To help fill future labor demands internally, Black Hills started a management-training program for front-line supervisors and midlevel managers. Taught by senior managers, the training includes classroom sessions, 360-degree feedback and individualized development training. The company also hired a technical training and safety director and is considering building training centers to do more consistent training on the technical sides of the business, Myers says. Finally, Black Hills is automating some processes to do more with fewer workers. The company switched to automatic meter readings and redeployed about 40 former meter readers into new jobs, and more may make the switch in the next couple of years. Black Hills' workforce planning programs are run by an in-house organizational development team that worked with business unit leaders to create labor demand models and use workforce analytics software. Myers declined to share the company's budget. "There's an old saying that chance favors the prepared," Myers says. "This is what this is about: How do you develop such an understanding of this that you can prepare well in advance and reap the benefits of being prepared?" As more companies such as Black Hills warm up to HR big data, they can choose from a number of technology vendors eager to help. Workforce analytics from SAP's SuccessFactors business have been used by Black Hills as well as Aetna Inc., Amway and Comcast Corp. to name a few. Automatic Data Processing Inc. is spending millions to provide clients with real-time employee and industry analytics. Taleo Corp., which Oracle Corp. bought for $1.9 billion a little over a year ago, is touting its commitment to big data and predictive analytics for recruiting. Jobs-listings distributor EQuest's predictive analytics service combs through data from 1 million job openings that flow through its job board posting distribution service every day. Customers can sift through the data to determine not only the best job board to post a specific opening but also the best day of the week and time for the listing to appear.

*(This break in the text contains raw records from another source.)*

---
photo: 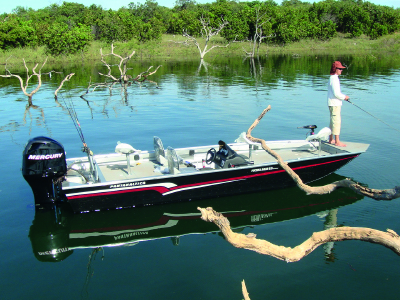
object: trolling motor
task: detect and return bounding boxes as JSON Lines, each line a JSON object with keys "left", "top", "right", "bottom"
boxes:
{"left": 298, "top": 125, "right": 317, "bottom": 137}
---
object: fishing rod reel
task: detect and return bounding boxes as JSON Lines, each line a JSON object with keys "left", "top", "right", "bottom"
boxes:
{"left": 81, "top": 143, "right": 93, "bottom": 156}
{"left": 81, "top": 143, "right": 98, "bottom": 182}
{"left": 298, "top": 125, "right": 317, "bottom": 138}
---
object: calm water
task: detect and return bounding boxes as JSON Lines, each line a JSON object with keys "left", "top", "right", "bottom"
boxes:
{"left": 1, "top": 54, "right": 400, "bottom": 299}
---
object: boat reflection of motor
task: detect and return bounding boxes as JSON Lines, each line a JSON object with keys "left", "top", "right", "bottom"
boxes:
{"left": 28, "top": 174, "right": 365, "bottom": 262}
{"left": 29, "top": 205, "right": 74, "bottom": 262}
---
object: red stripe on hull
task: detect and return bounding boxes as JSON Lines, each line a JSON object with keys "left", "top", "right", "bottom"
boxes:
{"left": 66, "top": 155, "right": 357, "bottom": 200}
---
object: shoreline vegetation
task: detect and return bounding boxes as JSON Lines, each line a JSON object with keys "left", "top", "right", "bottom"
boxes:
{"left": 1, "top": 32, "right": 400, "bottom": 66}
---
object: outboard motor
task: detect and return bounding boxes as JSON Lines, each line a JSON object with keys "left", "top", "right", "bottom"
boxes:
{"left": 22, "top": 136, "right": 67, "bottom": 207}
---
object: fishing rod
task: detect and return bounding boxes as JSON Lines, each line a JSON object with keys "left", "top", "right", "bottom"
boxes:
{"left": 346, "top": 99, "right": 400, "bottom": 134}
{"left": 60, "top": 91, "right": 98, "bottom": 182}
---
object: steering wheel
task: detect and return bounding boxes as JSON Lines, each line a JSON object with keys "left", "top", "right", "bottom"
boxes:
{"left": 206, "top": 148, "right": 216, "bottom": 165}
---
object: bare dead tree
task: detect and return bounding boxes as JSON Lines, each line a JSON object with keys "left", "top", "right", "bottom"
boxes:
{"left": 81, "top": 64, "right": 161, "bottom": 100}
{"left": 0, "top": 57, "right": 48, "bottom": 105}
{"left": 179, "top": 17, "right": 235, "bottom": 60}
{"left": 198, "top": 206, "right": 400, "bottom": 262}
{"left": 243, "top": 8, "right": 275, "bottom": 59}
{"left": 84, "top": 45, "right": 161, "bottom": 98}
{"left": 99, "top": 44, "right": 136, "bottom": 83}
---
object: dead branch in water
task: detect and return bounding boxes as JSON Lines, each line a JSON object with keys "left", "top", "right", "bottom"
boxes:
{"left": 132, "top": 65, "right": 162, "bottom": 86}
{"left": 0, "top": 57, "right": 48, "bottom": 105}
{"left": 242, "top": 280, "right": 251, "bottom": 300}
{"left": 195, "top": 107, "right": 400, "bottom": 263}
{"left": 198, "top": 207, "right": 400, "bottom": 262}
{"left": 99, "top": 44, "right": 136, "bottom": 83}
{"left": 98, "top": 44, "right": 161, "bottom": 84}
{"left": 54, "top": 73, "right": 75, "bottom": 99}
{"left": 246, "top": 106, "right": 400, "bottom": 200}
{"left": 80, "top": 45, "right": 161, "bottom": 96}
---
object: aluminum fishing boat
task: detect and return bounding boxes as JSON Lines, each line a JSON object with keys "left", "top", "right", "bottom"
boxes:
{"left": 22, "top": 126, "right": 369, "bottom": 212}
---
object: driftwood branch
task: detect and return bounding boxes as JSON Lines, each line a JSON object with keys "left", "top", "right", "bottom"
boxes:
{"left": 198, "top": 207, "right": 400, "bottom": 262}
{"left": 242, "top": 280, "right": 251, "bottom": 300}
{"left": 246, "top": 106, "right": 400, "bottom": 200}
{"left": 196, "top": 107, "right": 400, "bottom": 263}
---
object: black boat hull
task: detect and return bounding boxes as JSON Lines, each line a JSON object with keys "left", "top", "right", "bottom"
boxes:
{"left": 64, "top": 153, "right": 359, "bottom": 212}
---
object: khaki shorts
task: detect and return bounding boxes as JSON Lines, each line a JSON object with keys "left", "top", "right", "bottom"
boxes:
{"left": 329, "top": 106, "right": 341, "bottom": 136}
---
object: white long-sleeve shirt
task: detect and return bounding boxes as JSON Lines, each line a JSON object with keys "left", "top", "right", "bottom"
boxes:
{"left": 327, "top": 75, "right": 346, "bottom": 106}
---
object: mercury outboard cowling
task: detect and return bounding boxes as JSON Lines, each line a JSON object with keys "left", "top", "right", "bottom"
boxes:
{"left": 22, "top": 136, "right": 67, "bottom": 207}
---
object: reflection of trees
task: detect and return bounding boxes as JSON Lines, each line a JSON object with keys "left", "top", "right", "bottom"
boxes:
{"left": 245, "top": 57, "right": 264, "bottom": 91}
{"left": 80, "top": 90, "right": 138, "bottom": 119}
{"left": 196, "top": 60, "right": 209, "bottom": 75}
{"left": 23, "top": 104, "right": 51, "bottom": 136}
{"left": 0, "top": 104, "right": 50, "bottom": 141}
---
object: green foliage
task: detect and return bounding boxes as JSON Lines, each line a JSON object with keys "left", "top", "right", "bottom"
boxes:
{"left": 0, "top": 15, "right": 37, "bottom": 50}
{"left": 135, "top": 17, "right": 164, "bottom": 42}
{"left": 43, "top": 23, "right": 93, "bottom": 56}
{"left": 168, "top": 10, "right": 201, "bottom": 35}
{"left": 334, "top": 1, "right": 400, "bottom": 39}
{"left": 1, "top": 0, "right": 400, "bottom": 52}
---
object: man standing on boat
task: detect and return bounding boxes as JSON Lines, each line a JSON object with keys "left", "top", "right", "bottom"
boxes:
{"left": 327, "top": 61, "right": 350, "bottom": 147}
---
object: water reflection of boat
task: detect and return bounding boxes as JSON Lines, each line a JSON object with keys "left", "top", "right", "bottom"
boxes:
{"left": 29, "top": 174, "right": 364, "bottom": 262}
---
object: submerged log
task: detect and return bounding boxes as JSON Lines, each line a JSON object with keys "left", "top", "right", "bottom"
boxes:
{"left": 246, "top": 106, "right": 400, "bottom": 200}
{"left": 198, "top": 207, "right": 400, "bottom": 262}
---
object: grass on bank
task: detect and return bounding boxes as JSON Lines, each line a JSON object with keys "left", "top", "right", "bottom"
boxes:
{"left": 0, "top": 32, "right": 400, "bottom": 67}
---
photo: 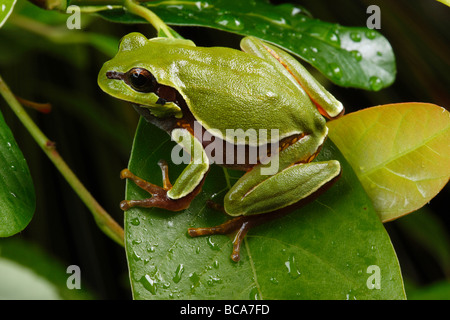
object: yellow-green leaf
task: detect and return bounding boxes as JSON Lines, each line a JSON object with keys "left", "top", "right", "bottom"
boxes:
{"left": 327, "top": 103, "right": 450, "bottom": 222}
{"left": 436, "top": 0, "right": 450, "bottom": 8}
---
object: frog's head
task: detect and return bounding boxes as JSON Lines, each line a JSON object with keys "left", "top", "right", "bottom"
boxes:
{"left": 98, "top": 33, "right": 194, "bottom": 119}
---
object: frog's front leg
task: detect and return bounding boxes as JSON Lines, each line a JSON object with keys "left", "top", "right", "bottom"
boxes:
{"left": 189, "top": 133, "right": 341, "bottom": 261}
{"left": 120, "top": 128, "right": 209, "bottom": 211}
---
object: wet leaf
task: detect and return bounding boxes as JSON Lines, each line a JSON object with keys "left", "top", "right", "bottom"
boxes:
{"left": 327, "top": 103, "right": 450, "bottom": 222}
{"left": 97, "top": 0, "right": 396, "bottom": 91}
{"left": 123, "top": 118, "right": 405, "bottom": 299}
{"left": 0, "top": 109, "right": 35, "bottom": 237}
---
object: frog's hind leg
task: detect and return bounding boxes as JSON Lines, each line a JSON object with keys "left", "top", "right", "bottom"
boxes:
{"left": 188, "top": 159, "right": 341, "bottom": 262}
{"left": 188, "top": 213, "right": 280, "bottom": 262}
{"left": 188, "top": 165, "right": 340, "bottom": 262}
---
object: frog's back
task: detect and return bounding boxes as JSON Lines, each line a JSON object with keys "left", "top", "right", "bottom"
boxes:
{"left": 141, "top": 43, "right": 325, "bottom": 145}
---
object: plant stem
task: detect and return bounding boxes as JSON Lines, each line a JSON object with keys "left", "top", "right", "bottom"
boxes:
{"left": 0, "top": 75, "right": 125, "bottom": 247}
{"left": 124, "top": 0, "right": 174, "bottom": 38}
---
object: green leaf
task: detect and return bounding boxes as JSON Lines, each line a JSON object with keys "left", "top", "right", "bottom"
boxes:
{"left": 0, "top": 238, "right": 94, "bottom": 299}
{"left": 97, "top": 0, "right": 396, "bottom": 91}
{"left": 396, "top": 208, "right": 450, "bottom": 275}
{"left": 0, "top": 109, "right": 35, "bottom": 237}
{"left": 327, "top": 103, "right": 450, "bottom": 222}
{"left": 0, "top": 0, "right": 16, "bottom": 28}
{"left": 124, "top": 118, "right": 405, "bottom": 300}
{"left": 406, "top": 280, "right": 450, "bottom": 300}
{"left": 436, "top": 0, "right": 450, "bottom": 8}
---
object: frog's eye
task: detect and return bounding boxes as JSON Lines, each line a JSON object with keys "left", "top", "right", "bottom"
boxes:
{"left": 127, "top": 68, "right": 156, "bottom": 93}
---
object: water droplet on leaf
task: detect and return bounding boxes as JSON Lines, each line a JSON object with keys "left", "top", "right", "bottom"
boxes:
{"left": 215, "top": 14, "right": 244, "bottom": 31}
{"left": 173, "top": 264, "right": 184, "bottom": 283}
{"left": 249, "top": 286, "right": 261, "bottom": 300}
{"left": 329, "top": 63, "right": 343, "bottom": 79}
{"left": 140, "top": 274, "right": 157, "bottom": 295}
{"left": 369, "top": 76, "right": 383, "bottom": 91}
{"left": 207, "top": 236, "right": 220, "bottom": 250}
{"left": 350, "top": 32, "right": 362, "bottom": 42}
{"left": 285, "top": 254, "right": 301, "bottom": 279}
{"left": 327, "top": 32, "right": 340, "bottom": 45}
{"left": 365, "top": 29, "right": 377, "bottom": 39}
{"left": 269, "top": 277, "right": 279, "bottom": 285}
{"left": 130, "top": 217, "right": 140, "bottom": 226}
{"left": 351, "top": 50, "right": 362, "bottom": 61}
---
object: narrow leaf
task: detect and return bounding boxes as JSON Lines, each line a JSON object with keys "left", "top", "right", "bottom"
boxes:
{"left": 97, "top": 0, "right": 396, "bottom": 91}
{"left": 327, "top": 103, "right": 450, "bottom": 222}
{"left": 0, "top": 109, "right": 35, "bottom": 237}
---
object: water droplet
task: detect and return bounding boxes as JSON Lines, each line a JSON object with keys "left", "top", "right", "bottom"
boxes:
{"left": 10, "top": 165, "right": 16, "bottom": 171}
{"left": 310, "top": 46, "right": 318, "bottom": 53}
{"left": 189, "top": 272, "right": 200, "bottom": 289}
{"left": 207, "top": 275, "right": 222, "bottom": 286}
{"left": 269, "top": 277, "right": 279, "bottom": 285}
{"left": 140, "top": 274, "right": 157, "bottom": 295}
{"left": 327, "top": 32, "right": 340, "bottom": 45}
{"left": 132, "top": 250, "right": 141, "bottom": 261}
{"left": 291, "top": 6, "right": 304, "bottom": 17}
{"left": 350, "top": 32, "right": 362, "bottom": 42}
{"left": 172, "top": 264, "right": 184, "bottom": 283}
{"left": 215, "top": 14, "right": 244, "bottom": 31}
{"left": 6, "top": 142, "right": 12, "bottom": 148}
{"left": 365, "top": 29, "right": 377, "bottom": 39}
{"left": 166, "top": 4, "right": 184, "bottom": 12}
{"left": 351, "top": 50, "right": 363, "bottom": 62}
{"left": 10, "top": 192, "right": 17, "bottom": 198}
{"left": 249, "top": 286, "right": 261, "bottom": 300}
{"left": 130, "top": 217, "right": 140, "bottom": 226}
{"left": 369, "top": 76, "right": 383, "bottom": 91}
{"left": 329, "top": 63, "right": 343, "bottom": 79}
{"left": 207, "top": 236, "right": 220, "bottom": 250}
{"left": 213, "top": 260, "right": 220, "bottom": 269}
{"left": 284, "top": 254, "right": 301, "bottom": 279}
{"left": 195, "top": 246, "right": 200, "bottom": 254}
{"left": 194, "top": 1, "right": 209, "bottom": 11}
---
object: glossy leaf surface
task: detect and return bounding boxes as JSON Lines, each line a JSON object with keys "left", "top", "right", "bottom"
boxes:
{"left": 328, "top": 103, "right": 450, "bottom": 222}
{"left": 0, "top": 0, "right": 16, "bottom": 28}
{"left": 97, "top": 0, "right": 396, "bottom": 91}
{"left": 0, "top": 110, "right": 35, "bottom": 237}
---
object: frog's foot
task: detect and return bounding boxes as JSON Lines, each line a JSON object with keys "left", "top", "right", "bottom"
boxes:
{"left": 188, "top": 211, "right": 280, "bottom": 262}
{"left": 119, "top": 160, "right": 199, "bottom": 212}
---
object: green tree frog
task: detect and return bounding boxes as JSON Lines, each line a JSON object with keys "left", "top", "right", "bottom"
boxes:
{"left": 98, "top": 33, "right": 344, "bottom": 261}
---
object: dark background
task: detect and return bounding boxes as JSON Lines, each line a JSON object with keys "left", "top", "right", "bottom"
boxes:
{"left": 0, "top": 0, "right": 448, "bottom": 299}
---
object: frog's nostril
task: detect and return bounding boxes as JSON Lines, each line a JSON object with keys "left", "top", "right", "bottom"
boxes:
{"left": 106, "top": 71, "right": 125, "bottom": 80}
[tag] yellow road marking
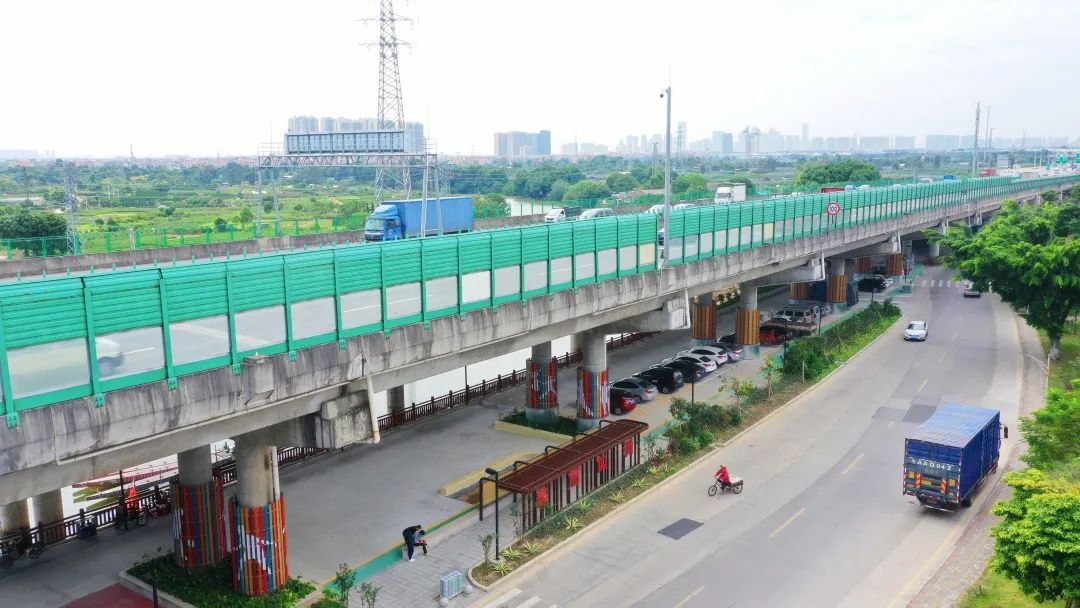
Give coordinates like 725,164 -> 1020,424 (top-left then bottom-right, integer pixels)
842,453 -> 865,475
672,586 -> 705,608
769,508 -> 806,539
917,378 -> 928,392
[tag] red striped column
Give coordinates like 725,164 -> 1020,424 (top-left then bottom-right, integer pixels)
691,300 -> 717,341
173,479 -> 225,568
576,328 -> 609,430
232,440 -> 288,596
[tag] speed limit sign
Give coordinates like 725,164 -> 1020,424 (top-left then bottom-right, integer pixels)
826,201 -> 842,216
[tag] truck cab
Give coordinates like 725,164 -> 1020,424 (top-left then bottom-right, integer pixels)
364,205 -> 404,241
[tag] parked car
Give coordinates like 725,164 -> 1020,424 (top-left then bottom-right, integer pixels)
609,387 -> 638,415
704,342 -> 744,362
858,276 -> 888,293
634,367 -> 684,394
773,306 -> 818,325
864,273 -> 893,286
759,324 -> 799,346
659,359 -> 707,382
579,208 -> 615,220
543,207 -> 583,223
962,282 -> 982,297
645,204 -> 665,215
682,347 -> 730,366
611,377 -> 658,403
664,354 -> 717,373
904,320 -> 929,341
672,203 -> 695,210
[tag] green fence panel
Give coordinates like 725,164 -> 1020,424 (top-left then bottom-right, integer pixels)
547,223 -> 574,292
458,232 -> 493,313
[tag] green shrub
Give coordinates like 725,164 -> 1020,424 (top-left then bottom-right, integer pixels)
696,430 -> 716,446
727,407 -> 743,427
129,554 -> 314,608
677,435 -> 700,454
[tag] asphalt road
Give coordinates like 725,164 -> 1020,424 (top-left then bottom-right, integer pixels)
491,267 -> 1025,608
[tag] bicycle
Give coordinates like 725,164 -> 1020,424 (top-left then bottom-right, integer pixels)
707,476 -> 744,496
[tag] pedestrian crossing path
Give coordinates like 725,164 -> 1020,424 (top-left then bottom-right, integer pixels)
467,587 -> 558,608
918,279 -> 962,288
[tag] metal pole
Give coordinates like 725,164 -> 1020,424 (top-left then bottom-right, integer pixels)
270,165 -> 281,237
485,468 -> 500,558
435,160 -> 444,235
420,161 -> 429,239
662,86 -> 672,266
255,171 -> 263,238
971,102 -> 981,178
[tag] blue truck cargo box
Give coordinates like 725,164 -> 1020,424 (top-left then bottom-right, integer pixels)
903,403 -> 1000,511
364,196 -> 474,240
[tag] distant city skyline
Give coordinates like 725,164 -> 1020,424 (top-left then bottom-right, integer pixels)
3,2 -> 1079,158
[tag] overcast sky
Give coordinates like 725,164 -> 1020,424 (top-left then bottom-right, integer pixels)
3,0 -> 1078,157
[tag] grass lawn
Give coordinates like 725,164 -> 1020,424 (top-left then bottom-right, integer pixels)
1039,324 -> 1080,391
958,567 -> 1065,608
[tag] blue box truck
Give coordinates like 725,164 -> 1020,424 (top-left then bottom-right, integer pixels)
903,403 -> 1000,511
363,196 -> 474,241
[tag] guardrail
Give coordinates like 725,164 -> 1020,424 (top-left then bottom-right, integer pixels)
376,332 -> 657,432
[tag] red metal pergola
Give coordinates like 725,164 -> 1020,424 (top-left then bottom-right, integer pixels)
480,419 -> 648,533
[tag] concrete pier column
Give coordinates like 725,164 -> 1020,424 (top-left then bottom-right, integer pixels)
827,258 -> 848,313
927,223 -> 946,265
886,253 -> 905,282
387,385 -> 406,413
525,341 -> 559,425
29,490 -> 64,543
690,298 -> 717,342
735,283 -> 760,359
0,499 -> 30,536
172,445 -> 224,569
789,282 -> 812,302
575,328 -> 609,431
231,436 -> 288,596
854,257 -> 872,277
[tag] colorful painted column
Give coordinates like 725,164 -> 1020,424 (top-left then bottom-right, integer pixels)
576,328 -> 609,431
691,298 -> 717,342
789,282 -> 812,302
173,445 -> 225,569
827,258 -> 848,313
232,437 -> 288,596
735,283 -> 760,359
525,341 -> 559,425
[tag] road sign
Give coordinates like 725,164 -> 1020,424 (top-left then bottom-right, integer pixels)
826,201 -> 842,216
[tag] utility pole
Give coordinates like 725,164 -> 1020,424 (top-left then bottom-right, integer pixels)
983,105 -> 991,167
971,102 -> 981,178
661,86 -> 672,267
63,161 -> 80,255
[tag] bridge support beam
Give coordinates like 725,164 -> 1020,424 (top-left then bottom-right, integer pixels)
172,445 -> 224,569
827,258 -> 848,313
525,341 -> 559,425
926,223 -> 946,265
387,385 -> 406,414
231,435 -> 288,596
0,498 -> 29,536
604,297 -> 689,333
735,283 -> 760,360
575,328 -> 609,431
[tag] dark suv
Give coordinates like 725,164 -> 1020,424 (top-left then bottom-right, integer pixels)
659,359 -> 707,382
634,367 -> 684,394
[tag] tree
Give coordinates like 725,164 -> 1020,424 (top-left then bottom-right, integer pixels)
990,468 -> 1080,608
563,180 -> 611,203
934,200 -> 1080,358
793,160 -> 881,187
549,179 -> 569,202
672,172 -> 707,194
213,218 -> 229,233
1021,388 -> 1080,469
606,172 -> 638,193
331,562 -> 356,607
1042,189 -> 1059,203
0,207 -> 71,255
474,193 -> 509,218
726,176 -> 756,195
236,205 -> 254,227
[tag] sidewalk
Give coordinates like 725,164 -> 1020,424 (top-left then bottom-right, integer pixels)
0,286 -> 839,608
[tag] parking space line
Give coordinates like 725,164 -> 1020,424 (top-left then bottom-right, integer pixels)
938,352 -> 946,363
516,597 -> 542,608
917,378 -> 928,392
887,421 -> 895,428
841,453 -> 864,475
672,586 -> 705,608
952,332 -> 958,341
769,508 -> 805,539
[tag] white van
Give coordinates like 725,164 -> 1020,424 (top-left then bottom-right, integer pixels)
579,208 -> 615,220
544,207 -> 583,223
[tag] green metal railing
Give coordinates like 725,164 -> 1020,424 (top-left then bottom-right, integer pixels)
0,175 -> 1073,427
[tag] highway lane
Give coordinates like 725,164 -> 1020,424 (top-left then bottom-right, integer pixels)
492,267 -> 1024,608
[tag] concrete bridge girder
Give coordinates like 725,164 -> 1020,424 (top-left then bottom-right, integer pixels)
0,188 -> 1049,506
605,296 -> 691,333
743,255 -> 825,288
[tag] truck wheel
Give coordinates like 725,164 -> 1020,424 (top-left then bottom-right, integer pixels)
961,496 -> 972,508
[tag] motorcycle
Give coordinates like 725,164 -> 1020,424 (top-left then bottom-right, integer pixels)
707,476 -> 744,496
0,534 -> 43,569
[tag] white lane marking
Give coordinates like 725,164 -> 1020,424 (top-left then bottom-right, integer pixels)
121,347 -> 155,355
952,332 -> 958,341
938,352 -> 946,364
842,453 -> 864,475
917,378 -> 928,392
514,597 -> 542,608
888,421 -> 896,428
769,508 -> 806,539
672,586 -> 705,608
470,588 -> 522,608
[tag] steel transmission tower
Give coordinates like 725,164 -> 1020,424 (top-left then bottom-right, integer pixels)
366,0 -> 412,203
63,161 -> 80,254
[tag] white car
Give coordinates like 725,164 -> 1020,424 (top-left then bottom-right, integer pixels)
663,354 -> 717,373
679,348 -> 729,367
904,321 -> 928,341
672,203 -> 694,210
645,204 -> 665,215
578,208 -> 615,220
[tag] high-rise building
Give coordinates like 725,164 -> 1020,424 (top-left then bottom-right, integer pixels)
676,122 -> 687,156
925,134 -> 960,151
960,135 -> 976,149
320,117 -> 338,132
711,131 -> 734,154
784,135 -> 801,152
561,142 -> 578,156
810,137 -> 825,151
626,135 -> 640,155
493,130 -> 551,157
893,135 -> 916,150
801,123 -> 809,145
859,136 -> 889,152
287,116 -> 319,133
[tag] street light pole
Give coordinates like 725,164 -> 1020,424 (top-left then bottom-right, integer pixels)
661,86 -> 672,267
485,467 -> 500,559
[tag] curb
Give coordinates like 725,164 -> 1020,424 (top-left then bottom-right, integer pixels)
119,569 -> 197,608
471,312 -> 904,596
492,420 -> 572,443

Other companies are plumbing HR big data niches, too. San Francisco-based Evolv on Demand, for example, provides HR analytics for hourly workers, services that companies such as Xerox and The Results Cos. are using to screen call-center job applicants. Despite the influx of vendors, a lot of HR big data isn't easily accessible. "It's not as simple as Googling it," says Gerry Crispin, a recruiting industry consultant. "It still involves real people who understand numbers who will find the source and analyze the information, as opposed to simply pushing a button." There has been talk for years that HR deserves a seat at the executive leadership table, but at many companies that hasn't happened. One reason, industry observers say, is because HR historically hasn't spoken the language of business: numbers. Big data could change thatif HR can overcome its analytics aversion, says David Bernstein, vice president of the data analytics division of eQuest Inc. "Moving forward, business is requiring HR people to speak numbers, and if you're not into that, you'll be out of the conversation."

The Bottom Lines


Companies rank business analytics as the No. 1 tech innovation challenge they face. Evidence-based people management can be used for everything from recruiting to planning future workforce needs. HR big data could be what finally gets people management executives into the inner circle of corporate leadership.